JGroups - A Toolkit for Reliable Multicast Communication


JGroups

Documentation

Download

Getting Involved

Links

Frequently Asked Questions

  1. Does JChannel have a limit on the size of messages sent over it ?
  2. Is it time consuming to port all of our code from JChannel to EnsChannel?
  3. I receive an error message when starting EnsChannel 'Some IO garbage at ensemble outboard startup'. What does it mean ?
  4. When 2 EnsChannels start up, they do not seem to 'find' each other (they don't form a process group).
  5. How can I tunnel I firewall ?
  6. What happens if I pull the plug on 2 members at the same time ?
  7. Why do Windows (Win2000/WinXP) members behave weird when I pull the plug ?
  8. Why does my process bind to 127.0.0.1 (loopback interface) instead of the regular interface ?

Q: Does JChannel have a limit on the size of messages sent over it ?

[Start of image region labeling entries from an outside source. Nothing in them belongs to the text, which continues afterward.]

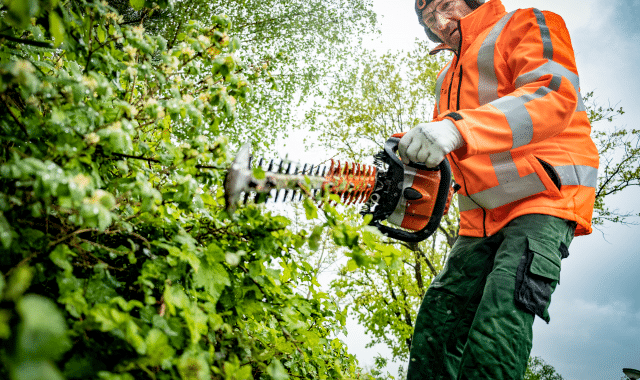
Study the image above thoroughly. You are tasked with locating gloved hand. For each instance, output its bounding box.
[398,119,464,168]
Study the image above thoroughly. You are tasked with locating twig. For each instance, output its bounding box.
[0,34,53,49]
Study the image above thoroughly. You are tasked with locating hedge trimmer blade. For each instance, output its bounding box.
[224,144,377,212]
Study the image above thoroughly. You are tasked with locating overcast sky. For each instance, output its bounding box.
[328,0,640,380]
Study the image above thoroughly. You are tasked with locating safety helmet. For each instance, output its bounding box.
[415,0,484,43]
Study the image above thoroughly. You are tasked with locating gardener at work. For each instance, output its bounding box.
[398,0,598,380]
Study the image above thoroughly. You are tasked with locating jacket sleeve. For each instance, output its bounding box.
[448,9,584,159]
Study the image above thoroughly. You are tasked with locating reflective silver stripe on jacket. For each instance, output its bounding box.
[458,165,598,212]
[387,166,417,226]
[436,61,453,115]
[478,11,515,106]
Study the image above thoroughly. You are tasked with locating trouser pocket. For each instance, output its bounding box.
[514,237,568,323]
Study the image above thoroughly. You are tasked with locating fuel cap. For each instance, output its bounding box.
[402,187,422,201]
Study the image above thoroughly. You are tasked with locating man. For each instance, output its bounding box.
[398,0,598,380]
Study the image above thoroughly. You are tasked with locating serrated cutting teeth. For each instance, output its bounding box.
[224,144,377,211]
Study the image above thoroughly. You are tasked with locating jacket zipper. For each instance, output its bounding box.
[447,29,487,237]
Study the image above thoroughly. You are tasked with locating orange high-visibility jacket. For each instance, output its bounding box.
[434,0,598,236]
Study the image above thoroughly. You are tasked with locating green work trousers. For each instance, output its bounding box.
[407,214,575,380]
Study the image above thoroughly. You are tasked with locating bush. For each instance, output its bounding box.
[0,0,378,380]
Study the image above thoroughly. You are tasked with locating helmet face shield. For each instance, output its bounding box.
[415,0,484,43]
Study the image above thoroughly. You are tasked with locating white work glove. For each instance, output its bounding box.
[398,119,464,168]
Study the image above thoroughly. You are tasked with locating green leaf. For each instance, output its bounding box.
[49,12,65,47]
[0,211,13,249]
[303,198,318,220]
[11,360,64,380]
[16,294,71,361]
[130,0,144,11]
[4,265,33,301]
[193,263,231,302]
[96,26,107,43]
[267,359,289,380]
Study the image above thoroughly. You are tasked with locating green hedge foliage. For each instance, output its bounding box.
[0,0,393,380]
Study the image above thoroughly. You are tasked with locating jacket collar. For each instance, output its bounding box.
[429,0,506,55]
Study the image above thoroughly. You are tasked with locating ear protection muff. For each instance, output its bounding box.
[416,0,485,44]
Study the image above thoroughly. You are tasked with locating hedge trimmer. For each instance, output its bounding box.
[224,134,457,242]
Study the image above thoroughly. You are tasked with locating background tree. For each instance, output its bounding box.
[524,356,562,380]
[307,43,457,359]
[102,0,376,152]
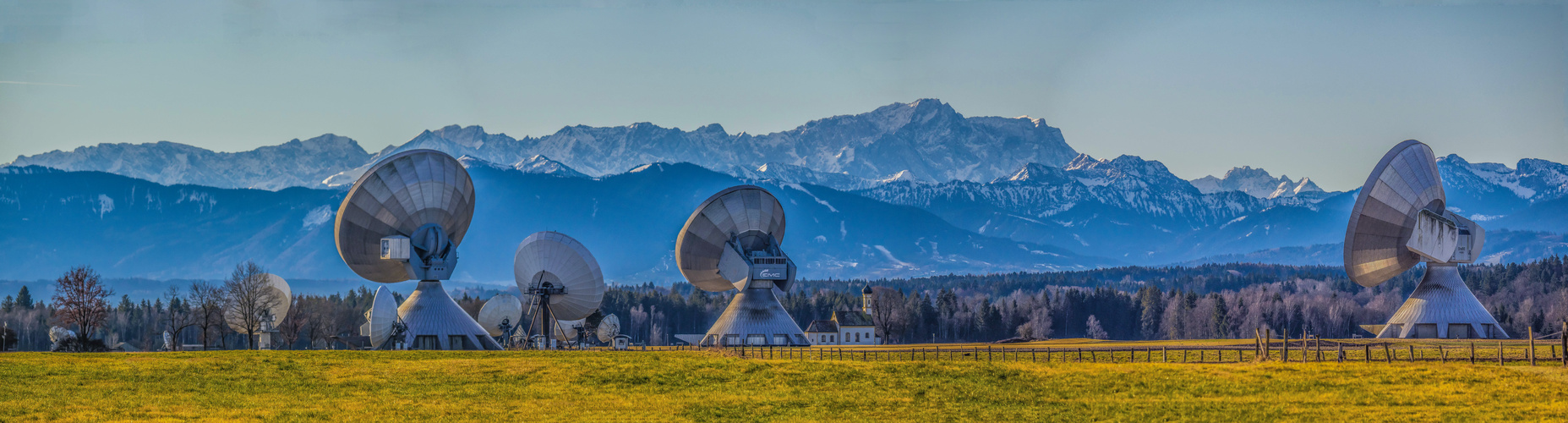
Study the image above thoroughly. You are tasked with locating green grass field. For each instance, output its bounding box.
[0,351,1568,421]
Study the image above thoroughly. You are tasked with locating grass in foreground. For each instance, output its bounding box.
[0,351,1568,421]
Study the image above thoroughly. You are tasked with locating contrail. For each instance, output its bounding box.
[0,81,80,86]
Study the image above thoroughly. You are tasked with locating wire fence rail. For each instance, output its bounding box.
[718,326,1568,366]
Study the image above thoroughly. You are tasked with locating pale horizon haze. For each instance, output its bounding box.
[0,0,1568,191]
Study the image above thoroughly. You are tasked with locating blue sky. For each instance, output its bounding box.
[0,0,1568,190]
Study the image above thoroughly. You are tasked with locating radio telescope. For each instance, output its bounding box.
[478,294,522,344]
[594,315,621,343]
[676,185,806,346]
[336,149,502,349]
[550,318,588,343]
[224,272,293,349]
[513,230,604,349]
[1346,140,1509,338]
[359,287,403,349]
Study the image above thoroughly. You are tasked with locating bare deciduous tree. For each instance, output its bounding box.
[188,282,224,349]
[53,266,114,340]
[222,261,288,349]
[277,294,310,349]
[163,285,198,351]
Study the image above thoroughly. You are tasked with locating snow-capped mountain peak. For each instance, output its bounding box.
[511,153,588,177]
[1438,153,1568,202]
[1192,166,1324,199]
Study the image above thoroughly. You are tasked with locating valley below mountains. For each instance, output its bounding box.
[0,99,1568,283]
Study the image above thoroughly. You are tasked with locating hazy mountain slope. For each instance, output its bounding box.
[856,155,1348,263]
[1181,228,1568,266]
[1192,166,1324,199]
[0,166,352,279]
[9,133,370,190]
[14,99,1077,190]
[0,163,1113,282]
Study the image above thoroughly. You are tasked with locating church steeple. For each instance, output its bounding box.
[860,285,871,315]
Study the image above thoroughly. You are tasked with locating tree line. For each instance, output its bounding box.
[0,255,1568,351]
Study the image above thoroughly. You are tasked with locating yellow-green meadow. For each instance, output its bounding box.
[0,346,1568,421]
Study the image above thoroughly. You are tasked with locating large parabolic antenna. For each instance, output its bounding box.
[1346,140,1509,338]
[336,149,500,349]
[513,230,604,346]
[676,185,806,346]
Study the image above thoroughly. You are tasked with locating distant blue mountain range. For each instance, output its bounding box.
[0,101,1568,283]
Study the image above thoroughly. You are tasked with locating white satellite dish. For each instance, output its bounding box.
[1346,140,1509,338]
[550,318,585,342]
[359,287,396,349]
[676,185,806,346]
[513,232,604,346]
[478,294,522,337]
[334,149,502,349]
[226,272,293,333]
[596,315,621,343]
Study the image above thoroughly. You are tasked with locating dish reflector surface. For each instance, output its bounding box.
[227,272,293,332]
[513,230,604,321]
[676,185,784,293]
[1346,140,1447,287]
[336,149,473,283]
[478,294,522,337]
[365,287,396,348]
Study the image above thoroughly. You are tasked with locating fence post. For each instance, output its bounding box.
[1280,333,1291,364]
[1524,327,1535,365]
[1264,331,1273,362]
[1253,327,1264,362]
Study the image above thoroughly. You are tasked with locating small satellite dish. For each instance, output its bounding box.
[226,272,293,333]
[334,149,502,349]
[550,318,585,342]
[676,185,806,346]
[596,315,621,343]
[1346,140,1509,338]
[478,294,522,337]
[361,287,396,349]
[513,232,604,346]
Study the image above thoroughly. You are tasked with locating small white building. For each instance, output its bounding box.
[806,287,882,344]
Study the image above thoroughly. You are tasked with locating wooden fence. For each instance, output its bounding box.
[724,326,1568,366]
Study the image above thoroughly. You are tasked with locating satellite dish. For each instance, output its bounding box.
[226,272,293,333]
[513,232,604,346]
[550,318,585,342]
[676,185,806,346]
[334,149,502,349]
[1346,140,1509,338]
[361,287,396,349]
[478,294,522,337]
[594,315,621,343]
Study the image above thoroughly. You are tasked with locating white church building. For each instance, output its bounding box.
[806,285,882,344]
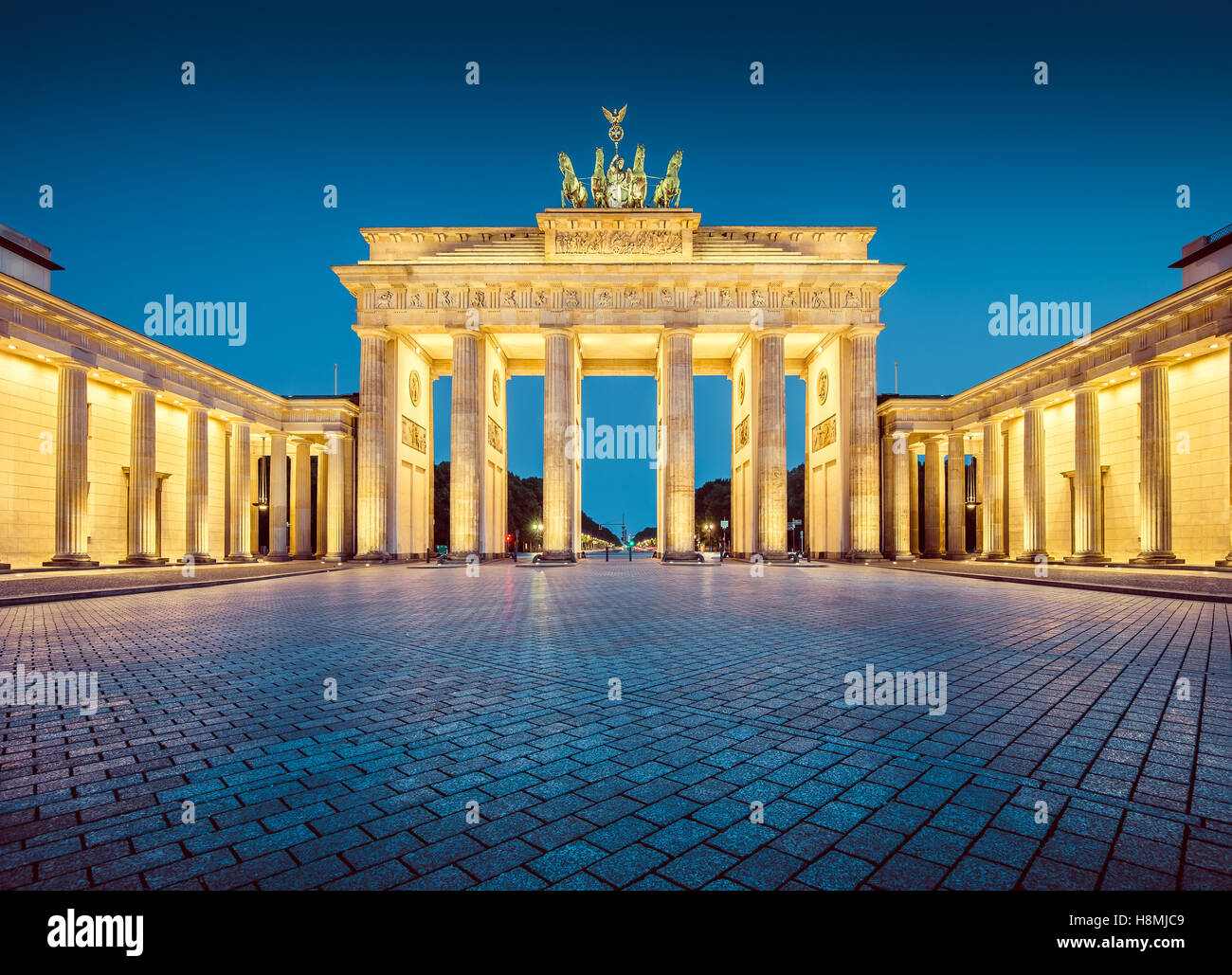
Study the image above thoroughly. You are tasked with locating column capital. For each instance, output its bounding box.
[662,308,701,331]
[352,325,393,338]
[46,355,90,371]
[538,308,573,329]
[846,321,886,338]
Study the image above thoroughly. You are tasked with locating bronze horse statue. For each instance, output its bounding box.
[559,153,587,209]
[628,144,645,207]
[590,145,607,207]
[654,149,684,207]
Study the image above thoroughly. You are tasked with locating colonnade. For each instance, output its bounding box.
[45,358,350,569]
[884,358,1187,565]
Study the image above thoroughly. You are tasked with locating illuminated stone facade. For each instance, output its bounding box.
[878,227,1232,567]
[334,209,902,560]
[0,209,902,568]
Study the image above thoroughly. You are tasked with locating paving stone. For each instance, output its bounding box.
[0,560,1232,890]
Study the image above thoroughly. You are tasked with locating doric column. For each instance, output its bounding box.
[315,440,334,559]
[891,433,915,561]
[850,326,881,559]
[450,329,482,559]
[44,359,99,568]
[184,406,214,564]
[266,433,291,561]
[1066,386,1106,563]
[226,420,256,561]
[907,444,920,555]
[542,329,573,561]
[980,420,1007,560]
[325,433,346,563]
[123,383,167,565]
[920,435,946,559]
[1215,349,1232,569]
[945,433,968,560]
[342,433,357,559]
[291,437,313,559]
[881,433,895,559]
[660,329,698,561]
[354,328,387,561]
[1131,359,1182,565]
[754,329,783,559]
[1018,404,1048,561]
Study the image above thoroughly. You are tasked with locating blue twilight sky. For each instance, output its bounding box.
[0,0,1232,530]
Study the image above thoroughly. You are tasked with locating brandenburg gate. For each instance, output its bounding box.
[334,116,902,560]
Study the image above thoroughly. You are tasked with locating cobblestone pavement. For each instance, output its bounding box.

  • We are using JChannel. When reading image (*.gif), JChannel seems have size limit. We have no problem to show tiny images, but we cannot show large images. The wrong message is that UDP has limited size.
  • I have a question concerning with Java Groups. I am using JChannel to send packets, using channel.Receive(0), etc. Have you ever experience massive lost of packets. From what I am understanding, Java groups is running on top of UDP, which is really unreliable. That means we will experience lost of packets. Thanks.

A:

UDP has a size limitation which is the cause for the problem encountered. To overcome the problem, one can use the FRAG layer which fragments larger messages into smaller ones and defragments them at the receiver side. That layer can then just be used on top of the UDP layer. The default protocol stack for JGroups does use FRAG; have a look at default.xml.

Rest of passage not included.